Fig. 2ROCs of the LR, GBC and MLP on training set (A), test set (B) and external validation set (C). SHAP Plot for the LR on Test Set (D): Each point on the summary plot is the Shapley value for one IRF and one instance. All IRFs are in descending order of importance along the vertical axis (from top to bottom). The colors represent the values of the IRFs from low (blue) to high (red). The point on the right of the vertical axis (i.e., positive Shapley value) means the IRF increase the possibility of predicting M1

Discussion

Colorectal cancer is a common malignant tumor originating from colon and rectum and adenocarcinoma accounts for the vast majority of histological type (> 90%), while other types, including neuroendocrine neoplasms, hamartomas, mesenchymal tumors, lymphomas are unusual. Pathological analysis of the resected specimen after resection surgery is the most powerful tool for assessing prognosis of these patients and the TNM staging system is commonly used to determine the disease stage [6]. While the T/N stage can be confirmed through pathological examination, the assessment of the M stage has, to date, predominantly depended on conventional imaging techniques, whose limited sensitivity poses a challenge for the early identification of distant metastases.
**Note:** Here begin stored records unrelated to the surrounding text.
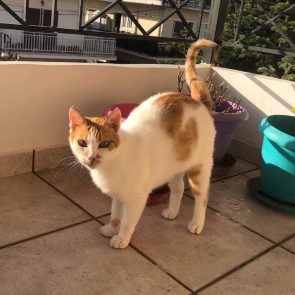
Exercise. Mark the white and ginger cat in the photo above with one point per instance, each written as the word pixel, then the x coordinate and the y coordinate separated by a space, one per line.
pixel 166 136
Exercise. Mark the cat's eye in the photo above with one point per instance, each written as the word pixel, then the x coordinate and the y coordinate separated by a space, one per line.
pixel 104 144
pixel 82 143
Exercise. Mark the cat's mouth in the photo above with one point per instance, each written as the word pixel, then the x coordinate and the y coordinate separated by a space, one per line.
pixel 93 164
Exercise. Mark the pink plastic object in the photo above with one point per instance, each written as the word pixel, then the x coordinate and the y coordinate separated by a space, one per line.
pixel 125 109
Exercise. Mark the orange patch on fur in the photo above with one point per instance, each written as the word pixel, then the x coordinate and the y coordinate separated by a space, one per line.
pixel 96 124
pixel 172 105
pixel 80 132
pixel 193 174
pixel 115 222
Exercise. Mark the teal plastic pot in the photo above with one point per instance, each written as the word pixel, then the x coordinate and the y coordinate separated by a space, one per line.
pixel 278 157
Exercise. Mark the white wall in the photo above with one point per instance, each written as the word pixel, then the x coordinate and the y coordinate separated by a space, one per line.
pixel 35 97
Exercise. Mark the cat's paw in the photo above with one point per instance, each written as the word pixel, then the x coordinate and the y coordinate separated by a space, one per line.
pixel 195 228
pixel 118 242
pixel 107 231
pixel 169 214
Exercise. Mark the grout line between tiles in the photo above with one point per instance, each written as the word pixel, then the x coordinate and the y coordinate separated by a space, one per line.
pixel 290 251
pixel 237 222
pixel 33 161
pixel 153 262
pixel 44 234
pixel 234 175
pixel 159 267
pixel 64 195
pixel 240 266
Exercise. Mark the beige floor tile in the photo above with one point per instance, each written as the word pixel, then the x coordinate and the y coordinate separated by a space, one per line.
pixel 290 245
pixel 78 185
pixel 231 197
pixel 239 167
pixel 194 260
pixel 80 261
pixel 242 166
pixel 271 274
pixel 253 174
pixel 28 207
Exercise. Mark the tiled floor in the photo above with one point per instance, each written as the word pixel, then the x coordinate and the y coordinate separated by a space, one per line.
pixel 49 241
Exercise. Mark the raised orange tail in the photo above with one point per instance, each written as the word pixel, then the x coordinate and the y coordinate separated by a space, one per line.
pixel 199 90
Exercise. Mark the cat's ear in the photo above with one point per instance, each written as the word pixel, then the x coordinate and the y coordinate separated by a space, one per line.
pixel 75 118
pixel 113 120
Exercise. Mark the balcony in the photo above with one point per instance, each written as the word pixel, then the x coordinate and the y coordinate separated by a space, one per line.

Once DM occurs, the prognosis of the patients would be extremely poor. While the pathological M1 stage can be assigned when DM is confirmed by imaging and pathological assessment, verifying pathological M0 is nearly impossible, since that would denote the absence of DM anywhere in the body which is nearly impossible to be validated [6]. Thus, the M0 stage of TNM staging system is actually only a clinical estimation based on traditional imaging examinations and it is imperative to find another way to do this.
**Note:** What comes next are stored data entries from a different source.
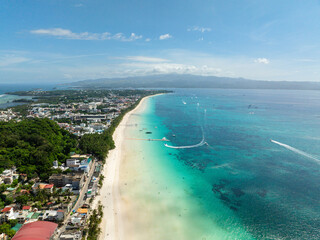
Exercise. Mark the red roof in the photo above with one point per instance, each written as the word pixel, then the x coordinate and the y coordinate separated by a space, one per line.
pixel 40 230
pixel 48 186
pixel 6 209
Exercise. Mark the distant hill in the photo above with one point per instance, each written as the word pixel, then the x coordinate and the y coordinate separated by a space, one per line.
pixel 192 81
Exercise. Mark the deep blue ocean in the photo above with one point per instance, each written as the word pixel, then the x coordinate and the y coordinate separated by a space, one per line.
pixel 6 100
pixel 262 157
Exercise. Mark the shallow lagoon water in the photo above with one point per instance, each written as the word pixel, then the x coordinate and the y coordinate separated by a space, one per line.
pixel 239 186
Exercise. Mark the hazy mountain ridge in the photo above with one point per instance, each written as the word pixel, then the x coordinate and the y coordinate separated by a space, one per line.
pixel 192 81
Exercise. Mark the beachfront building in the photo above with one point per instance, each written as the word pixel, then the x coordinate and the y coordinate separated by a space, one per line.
pixel 40 230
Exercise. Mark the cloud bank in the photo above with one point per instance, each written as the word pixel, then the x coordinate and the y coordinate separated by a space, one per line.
pixel 165 36
pixel 68 34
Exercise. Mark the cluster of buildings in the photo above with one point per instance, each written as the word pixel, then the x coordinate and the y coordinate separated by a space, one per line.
pixel 82 118
pixel 7 115
pixel 81 184
pixel 77 182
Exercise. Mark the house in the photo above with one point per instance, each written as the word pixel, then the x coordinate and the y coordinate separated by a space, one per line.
pixel 73 162
pixel 7 179
pixel 50 215
pixel 61 215
pixel 61 180
pixel 36 230
pixel 22 216
pixel 3 236
pixel 26 208
pixel 42 186
pixel 49 188
pixel 8 212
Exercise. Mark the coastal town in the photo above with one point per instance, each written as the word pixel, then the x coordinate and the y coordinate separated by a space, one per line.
pixel 58 202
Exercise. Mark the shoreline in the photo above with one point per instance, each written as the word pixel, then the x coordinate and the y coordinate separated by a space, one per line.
pixel 112 222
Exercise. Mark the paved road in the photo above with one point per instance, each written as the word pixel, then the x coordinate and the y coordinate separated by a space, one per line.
pixel 79 202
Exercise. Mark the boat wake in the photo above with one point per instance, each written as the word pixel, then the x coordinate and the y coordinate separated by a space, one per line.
pixel 203 142
pixel 302 153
In this study, we firstly identified 8 independent risk factors for DM through logistic regression - age, cecum, T stage, N stage, regional nodes examined, TD, CEA and perineural invasion.
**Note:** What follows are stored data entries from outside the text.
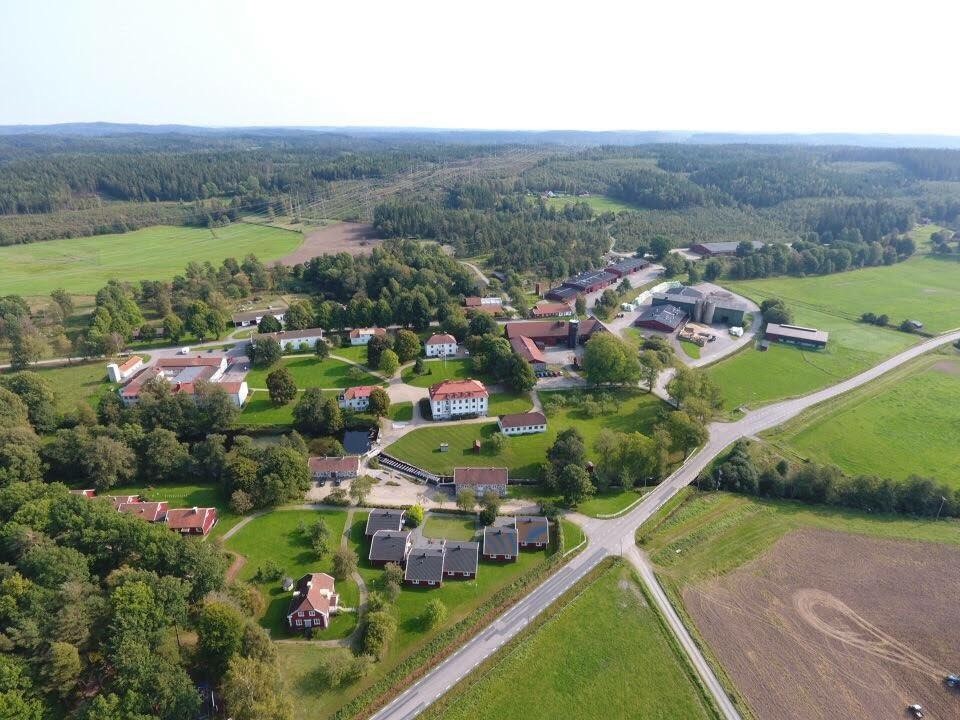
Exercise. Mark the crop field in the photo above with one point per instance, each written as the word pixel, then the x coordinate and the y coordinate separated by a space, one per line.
pixel 591 658
pixel 776 576
pixel 925 288
pixel 752 378
pixel 276 537
pixel 84 265
pixel 904 423
pixel 637 411
pixel 298 662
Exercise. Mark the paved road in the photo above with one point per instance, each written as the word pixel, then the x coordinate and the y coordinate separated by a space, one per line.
pixel 616 537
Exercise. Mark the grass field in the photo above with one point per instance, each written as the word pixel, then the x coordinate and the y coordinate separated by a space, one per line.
pixel 83 265
pixel 276 536
pixel 638 411
pixel 309 371
pixel 925 288
pixel 593 657
pixel 751 377
pixel 904 423
pixel 186 495
pixel 298 662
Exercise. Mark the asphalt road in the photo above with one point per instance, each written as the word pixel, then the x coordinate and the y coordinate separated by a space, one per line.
pixel 616 537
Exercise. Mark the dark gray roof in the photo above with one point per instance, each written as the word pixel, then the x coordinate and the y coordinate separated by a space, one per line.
pixel 533 529
pixel 425 563
pixel 382 519
pixel 389 546
pixel 461 557
pixel 500 541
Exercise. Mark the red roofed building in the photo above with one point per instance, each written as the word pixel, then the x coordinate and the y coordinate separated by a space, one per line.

Age, specifically between 60 and 79 years (OR = 0.589, 95% CI = 0.391, 0.887) and over 80 years (OR = 0.456, 95% CI = 0.287, 0.722), was negatively associated with DM risk. This aligns with observations indicating that early-onset colorectal cancer patients (those under 50 years of age) tend to exhibit a more aggressive disease course and increased metastasis risk compared to those with late-onset disease (over 50 years) [13].

Regarding the primary site, with sigmoid as the reference, only cecum showed a statistically higher risk for DM (OR = 1.305, 95% CI = 1.023, 1.664). The prognosis of cecum cancer is somewhat poorer than other types of colon cancer, most likely due to the great difficulties in early diagnoses [14]. Numerous studies have demonstrated that the location of the primary tumor serves as a prognostic factor in colorectal cancer (CRC). A comprehensive meta-analysis, encompassing 1,427,846 patients across all stages of CRC, revealed that a left-sided tumor location is significantly associated with a reduced risk of death (OR = 0.820, 95% CI = 0.79, 0.84) [15–17]. However, Ramzi Amri et al. found right-sided colon cancer is less likely to spread to liver or lung than left-sided one [18]. Frankly speaking, the risk of death does not equate to the risk of DM, yet it is widely agreed that the existence of DM serves as a potent predictor for cancer patients’ survival. Our study findings suggest a potential need to further investigate the association between cecum cancer and its corresponding DM risk.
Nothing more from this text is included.